This lesson is in the early stages of development (Alpha version)

Unsupervised methods - Dimensionality reduction

Overview

Teaching: 30 min
Exercises: 30 min
Questions
  • How do we apply machine learning techniques to data with higher dimensions?

Objectives
  • Recall that most data is inherently multidimensional.

  • Understand that reducing the number of dimensions can simplify modelling and allow classifications to be performed.

  • Apply Principle Component Analysis (PCA) and t-distributed Stochastic Neighbor Embedding (t-SNE) to reduce the dimensions of data.

  • Evaluate the relative peformance of PCA and t-SNE in reducing data dimensionality.

Dimensionality reduction

As seen in the last episode, general clustering algorithms work well with low-dimensional data. In this episode we see how higher-dimensional data, such as images of handwritten text or numbers, can be processed with dimensionality reduction techniques to make the datasets more accessible for other modelling techniques. The dataset we will be using is the Scikit-Learn subset of the Modified National Institute of Standards and Technology (MNIST) dataset.

MNIST example illustrating all the classes in the dataset

The MNIST dataset contains 70,000 images of handwritten numbers, and are labelled from 0-9 with the number that each image contains. Each image is a greyscale and 28x28 pixels in size for a total of 784 pixels per image. Each pixel can take a value between 0-255 (8bits). When dealing with a series of images in machine learning we consider each pixel to be a feature that varies according to each of the sample images. Our previous penguin dataset only had no more than 7 features to train with, however even a small 28x28 MNIST image has as much as 784 features (pixels) to work with.

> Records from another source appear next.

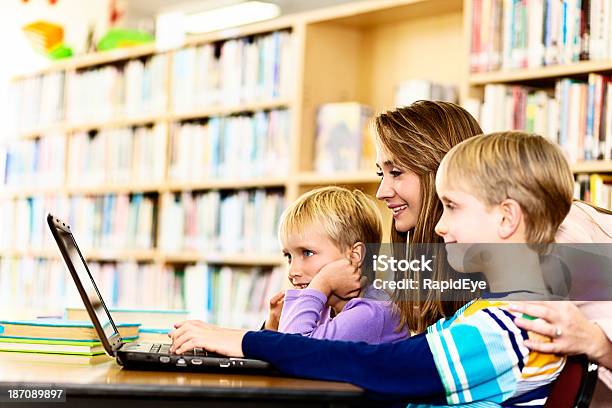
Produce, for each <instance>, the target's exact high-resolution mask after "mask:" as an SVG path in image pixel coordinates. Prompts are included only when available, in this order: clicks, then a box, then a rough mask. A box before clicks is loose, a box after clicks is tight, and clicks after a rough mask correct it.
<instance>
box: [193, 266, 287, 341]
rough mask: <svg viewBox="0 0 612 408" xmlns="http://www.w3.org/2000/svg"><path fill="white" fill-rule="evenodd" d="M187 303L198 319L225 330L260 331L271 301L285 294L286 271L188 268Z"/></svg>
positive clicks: (224, 268) (203, 267)
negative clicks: (206, 321) (274, 298)
mask: <svg viewBox="0 0 612 408" xmlns="http://www.w3.org/2000/svg"><path fill="white" fill-rule="evenodd" d="M184 273H185V302H186V306H187V308H188V309H189V310H190V311H191V314H192V316H193V317H194V318H198V319H202V320H205V321H207V322H210V323H215V324H219V325H222V326H231V327H244V328H250V329H259V327H261V323H262V322H263V321H264V320H265V319H266V316H267V313H268V301H269V299H270V298H271V297H272V296H273V295H275V294H276V293H278V292H279V291H280V290H281V284H282V282H283V280H284V279H285V277H286V275H287V271H286V269H285V268H284V267H275V268H273V269H267V268H266V269H264V268H245V267H229V266H224V267H217V266H210V265H207V264H203V263H198V264H196V265H194V266H188V267H186V268H185V270H184Z"/></svg>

MNIST example of a single image

To make this episode a bit less computationally intensive, the Scikit-Learn example that we will work with is a smaller sample of 1797 images. Each image is 8x8 in size for a total of 64 pixels per image, resulting in 64 features for us to work with. The pixels can take a value between 0-15 (4bits). Let’s retrieve and inspect the Scikit-Learn dataset with the following code:

import numpy as np
import matplotlib.pyplot as plt
import sklearn.cluster as skl_cluster
from sklearn import manifold, decomposition, datasets

# Let's define these here to avoid repetitive code
def plots_labels(data, labels):
    tx = data[:, 0]
    ty = data[:, 1]
    
    fig = plt.figure(1, figsize=(4, 4))
    plt.scatter(tx, ty, edgecolor='k', c=labels)
    plt.show()

def plot_clusters(data, clusters, Kmean):
    tx = data[:, 0]
    ty = data[:, 1]
    fig = plt.figure(1, figsize=(4, 4))
    plt.scatter(tx, ty, s=5, linewidth=0, c=clusters)
    for cluster_x, cluster_y in Kmean.cluster_centers_:
        plt.scatter(cluster_x, cluster_y, s=100, c='r', marker='x')
    plt.show()

def plot_clusters_labels(data, labels):
    tx = data[:, 0]
    ty = data[:, 1]

    # with labels
    fig = plt.figure(1, figsize=(5, 4))
    plt.scatter(tx, ty, c=labels, cmap="nipy_spectral", 
            edgecolor='k', label=labels)
    plt.colorbar(boundaries=np.arange(11)-0.5).set_ticks(np.arange(10))
    plt.show()

Next lets load in the digits dataset,

# load in dataset as a Pandas Dataframe, return X and Y
features, labels = datasets.load_digits(return_X_y=True, as_frame=True)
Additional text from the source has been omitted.